Beyond Retrieval: Optimizing Relevance with Reranking

Retrieving a strong list of candidate items is just the first step—the real challenge is ranking them in the most relevant, personalized order for each user and goal. This post explores how reranking transforms basic search results or recommendations into truly optimized experiences, the technical hurdles of building high-performance reranking systems, and why mastering reranking is key to delivering better engagement, clicks, and conversions.

In the world of search and recommendations, getting a relevant set of candidate items is only half the battle. You might have a great keyword search engine pulling back documents, a rule-based system generating initial product suggestions, or even another recommendation model providing a baseline list. But are these candidates ordered in the best possible way for each individual user and your specific business goals? Often, the answer is no. The initial retrieval step might prioritize keyword density, broad category matches, or simple popularity, missing the nuanced signals of personal relevance.

This is where reranking comes in. Reranking takes a pre-existing list of candidate items and intelligently reorders them using more sophisticated models or objectives, such as deep personalization, optimizing for click-through rate, or balancing multiple goals. It allows you to leverage investments in existing retrieval systems while layering on powerful, context-aware optimization. However, building a custom, high-performance reranking system is a complex undertaking.

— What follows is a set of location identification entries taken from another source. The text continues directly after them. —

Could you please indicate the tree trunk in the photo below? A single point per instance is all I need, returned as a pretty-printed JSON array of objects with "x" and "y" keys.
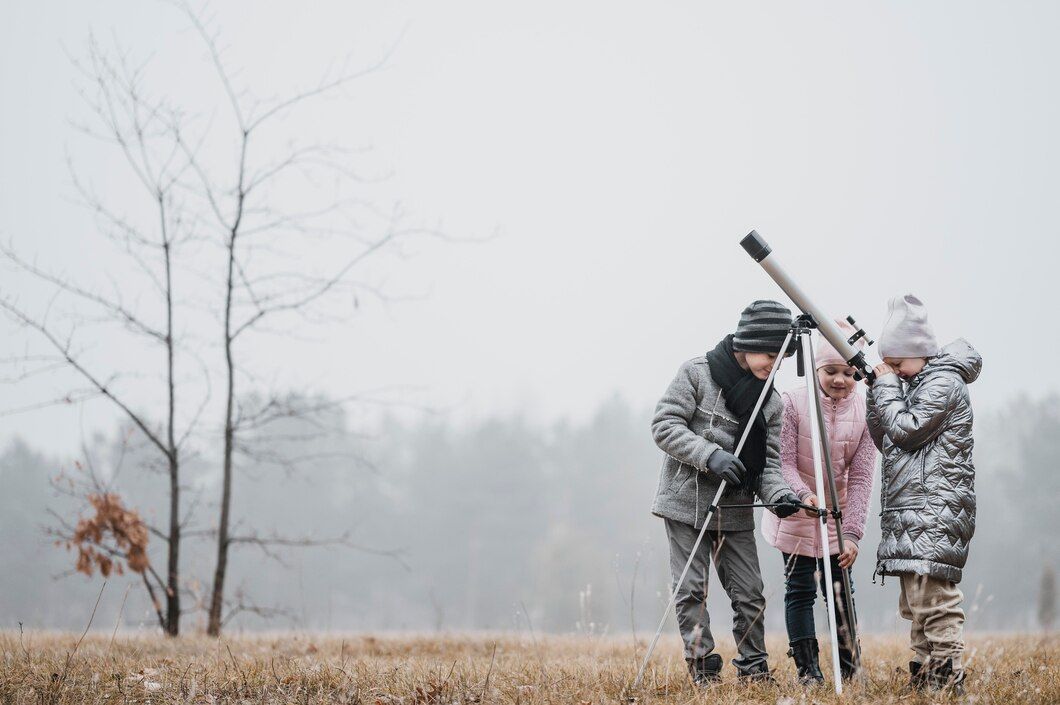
[{"x": 217, "y": 599}]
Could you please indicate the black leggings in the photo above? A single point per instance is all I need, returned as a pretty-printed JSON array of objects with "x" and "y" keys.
[{"x": 801, "y": 591}]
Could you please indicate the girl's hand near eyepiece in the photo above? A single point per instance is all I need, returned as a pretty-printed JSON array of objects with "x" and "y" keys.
[
  {"x": 812, "y": 500},
  {"x": 848, "y": 557}
]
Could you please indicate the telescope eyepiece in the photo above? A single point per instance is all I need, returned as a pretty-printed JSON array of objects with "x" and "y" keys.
[{"x": 755, "y": 246}]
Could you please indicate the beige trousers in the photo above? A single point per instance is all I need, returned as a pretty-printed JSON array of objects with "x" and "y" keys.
[{"x": 938, "y": 621}]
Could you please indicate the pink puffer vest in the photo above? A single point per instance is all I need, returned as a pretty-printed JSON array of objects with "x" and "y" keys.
[{"x": 845, "y": 422}]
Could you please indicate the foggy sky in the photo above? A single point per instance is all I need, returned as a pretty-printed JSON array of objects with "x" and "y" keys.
[{"x": 619, "y": 151}]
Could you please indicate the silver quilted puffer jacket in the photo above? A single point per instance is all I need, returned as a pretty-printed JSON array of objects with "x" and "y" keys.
[{"x": 928, "y": 489}]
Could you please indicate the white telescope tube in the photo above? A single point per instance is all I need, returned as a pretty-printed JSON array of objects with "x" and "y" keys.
[{"x": 762, "y": 253}]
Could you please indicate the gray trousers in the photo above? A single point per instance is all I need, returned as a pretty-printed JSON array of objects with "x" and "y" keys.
[{"x": 735, "y": 556}]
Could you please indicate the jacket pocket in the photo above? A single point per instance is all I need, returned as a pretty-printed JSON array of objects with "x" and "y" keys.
[
  {"x": 903, "y": 485},
  {"x": 682, "y": 473}
]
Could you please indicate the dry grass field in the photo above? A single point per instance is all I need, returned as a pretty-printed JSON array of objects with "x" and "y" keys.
[{"x": 43, "y": 668}]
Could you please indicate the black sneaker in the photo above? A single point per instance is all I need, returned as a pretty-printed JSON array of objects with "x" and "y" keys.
[
  {"x": 918, "y": 675},
  {"x": 705, "y": 670},
  {"x": 806, "y": 654},
  {"x": 942, "y": 676}
]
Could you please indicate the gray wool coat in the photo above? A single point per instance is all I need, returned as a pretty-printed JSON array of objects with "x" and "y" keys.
[
  {"x": 928, "y": 489},
  {"x": 692, "y": 421}
]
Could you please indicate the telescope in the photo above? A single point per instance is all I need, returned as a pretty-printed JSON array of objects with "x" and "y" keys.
[{"x": 762, "y": 253}]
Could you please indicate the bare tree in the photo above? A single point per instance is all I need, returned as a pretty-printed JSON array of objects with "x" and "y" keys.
[
  {"x": 137, "y": 125},
  {"x": 1047, "y": 599},
  {"x": 271, "y": 275}
]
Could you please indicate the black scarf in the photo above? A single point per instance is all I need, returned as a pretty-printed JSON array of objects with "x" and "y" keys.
[{"x": 742, "y": 389}]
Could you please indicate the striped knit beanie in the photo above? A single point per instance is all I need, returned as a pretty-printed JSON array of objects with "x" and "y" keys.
[{"x": 762, "y": 328}]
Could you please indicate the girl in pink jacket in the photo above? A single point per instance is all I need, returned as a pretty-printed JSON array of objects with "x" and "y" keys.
[{"x": 853, "y": 460}]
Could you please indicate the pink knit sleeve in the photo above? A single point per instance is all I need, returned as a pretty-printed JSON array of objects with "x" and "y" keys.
[
  {"x": 859, "y": 487},
  {"x": 789, "y": 451}
]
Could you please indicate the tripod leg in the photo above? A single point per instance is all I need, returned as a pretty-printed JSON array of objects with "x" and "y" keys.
[{"x": 706, "y": 520}]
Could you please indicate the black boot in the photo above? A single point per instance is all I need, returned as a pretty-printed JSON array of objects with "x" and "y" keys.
[
  {"x": 806, "y": 654},
  {"x": 942, "y": 676},
  {"x": 758, "y": 673},
  {"x": 918, "y": 675},
  {"x": 848, "y": 667},
  {"x": 705, "y": 670}
]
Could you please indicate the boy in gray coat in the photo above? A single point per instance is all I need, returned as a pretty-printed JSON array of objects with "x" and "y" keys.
[
  {"x": 698, "y": 423},
  {"x": 928, "y": 493}
]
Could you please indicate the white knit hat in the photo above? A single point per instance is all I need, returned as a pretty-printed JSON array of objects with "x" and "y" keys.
[{"x": 906, "y": 332}]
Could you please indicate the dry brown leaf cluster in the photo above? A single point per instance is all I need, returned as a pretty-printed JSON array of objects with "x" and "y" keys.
[{"x": 110, "y": 540}]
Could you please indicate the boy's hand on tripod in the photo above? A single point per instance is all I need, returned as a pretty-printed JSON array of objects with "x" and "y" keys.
[
  {"x": 727, "y": 466},
  {"x": 787, "y": 506},
  {"x": 848, "y": 557}
]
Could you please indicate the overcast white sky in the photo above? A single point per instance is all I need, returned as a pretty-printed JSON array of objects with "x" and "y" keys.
[{"x": 621, "y": 151}]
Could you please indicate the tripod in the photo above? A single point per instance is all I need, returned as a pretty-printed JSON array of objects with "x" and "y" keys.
[
  {"x": 802, "y": 328},
  {"x": 801, "y": 331}
]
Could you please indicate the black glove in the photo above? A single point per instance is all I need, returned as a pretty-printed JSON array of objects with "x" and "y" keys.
[
  {"x": 787, "y": 506},
  {"x": 727, "y": 466}
]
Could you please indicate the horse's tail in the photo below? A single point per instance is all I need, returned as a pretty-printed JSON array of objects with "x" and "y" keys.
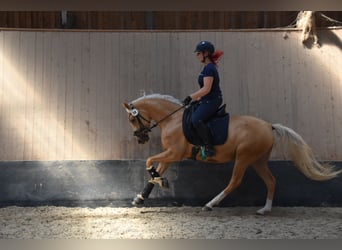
[{"x": 301, "y": 154}]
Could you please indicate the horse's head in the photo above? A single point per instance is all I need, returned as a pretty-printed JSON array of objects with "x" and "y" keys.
[{"x": 140, "y": 124}]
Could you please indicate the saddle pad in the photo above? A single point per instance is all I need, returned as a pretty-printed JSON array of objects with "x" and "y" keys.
[{"x": 218, "y": 126}]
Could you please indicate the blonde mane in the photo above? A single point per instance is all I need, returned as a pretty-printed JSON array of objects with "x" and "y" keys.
[{"x": 159, "y": 96}]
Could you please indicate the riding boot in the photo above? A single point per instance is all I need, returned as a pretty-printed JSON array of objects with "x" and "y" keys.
[{"x": 206, "y": 137}]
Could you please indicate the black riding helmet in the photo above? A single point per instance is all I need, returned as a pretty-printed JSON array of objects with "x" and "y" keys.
[{"x": 205, "y": 46}]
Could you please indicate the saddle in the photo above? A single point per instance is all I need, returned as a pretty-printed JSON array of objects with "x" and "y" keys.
[{"x": 218, "y": 125}]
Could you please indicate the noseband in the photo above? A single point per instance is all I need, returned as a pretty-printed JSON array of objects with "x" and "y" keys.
[{"x": 142, "y": 132}]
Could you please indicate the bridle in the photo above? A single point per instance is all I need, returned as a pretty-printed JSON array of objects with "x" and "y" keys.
[{"x": 142, "y": 132}]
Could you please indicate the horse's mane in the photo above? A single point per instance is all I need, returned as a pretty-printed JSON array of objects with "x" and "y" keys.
[{"x": 159, "y": 96}]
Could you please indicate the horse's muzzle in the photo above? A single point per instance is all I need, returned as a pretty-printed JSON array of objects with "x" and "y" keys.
[{"x": 142, "y": 135}]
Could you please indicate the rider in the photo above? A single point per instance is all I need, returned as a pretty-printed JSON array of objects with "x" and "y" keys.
[{"x": 209, "y": 95}]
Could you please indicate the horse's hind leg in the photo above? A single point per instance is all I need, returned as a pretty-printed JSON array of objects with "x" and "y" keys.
[
  {"x": 262, "y": 169},
  {"x": 239, "y": 170}
]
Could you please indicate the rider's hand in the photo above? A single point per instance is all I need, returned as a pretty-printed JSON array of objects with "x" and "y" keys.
[{"x": 187, "y": 100}]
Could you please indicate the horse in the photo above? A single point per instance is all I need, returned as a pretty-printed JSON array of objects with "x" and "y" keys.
[{"x": 250, "y": 143}]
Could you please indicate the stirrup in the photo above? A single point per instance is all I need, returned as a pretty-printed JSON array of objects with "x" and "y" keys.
[{"x": 209, "y": 150}]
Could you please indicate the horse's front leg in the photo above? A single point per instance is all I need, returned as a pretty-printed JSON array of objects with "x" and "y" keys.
[
  {"x": 155, "y": 179},
  {"x": 164, "y": 159}
]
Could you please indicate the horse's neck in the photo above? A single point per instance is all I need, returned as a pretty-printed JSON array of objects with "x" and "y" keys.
[{"x": 159, "y": 109}]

The Standard Approach: Building a Custom Reranking Layer

Adding a sophisticated reranking layer on top of an existing candidate generation system typically involves these challenging steps:

Step 1: Candidate Generation (The Prerequisite)

  • Method: Use your existing system (e.g., Elasticsearch, Solr, a database query, a rules engine, a basic recommendation model) to generate an initial list of candidate item IDs based on the context (search query, user location, category page, etc.).
  • The Challenge: While this step is assumed complete, the quality and diversity of these candidates significantly impact the potential of the reranking step.

Step 2: Gathering Data for Reranking

  • Identify & Integrate Data Sources: For each candidate item, you need its features (metadata like category, price, publish date, text descriptions). You also need rich user interaction history and potentially real-time user context.
  • Data Joining & Feature Engineering: In real-time, fetch features for all candidates and combine them with user data to create input vectors for the ranking model. This often requires complex, low-latency data lookups and feature transformations.

The Challenge: Joining disparate data sources (candidate source, item catalog, user profiles, interaction logs) in real-time with low latency is a major engineering hurdle.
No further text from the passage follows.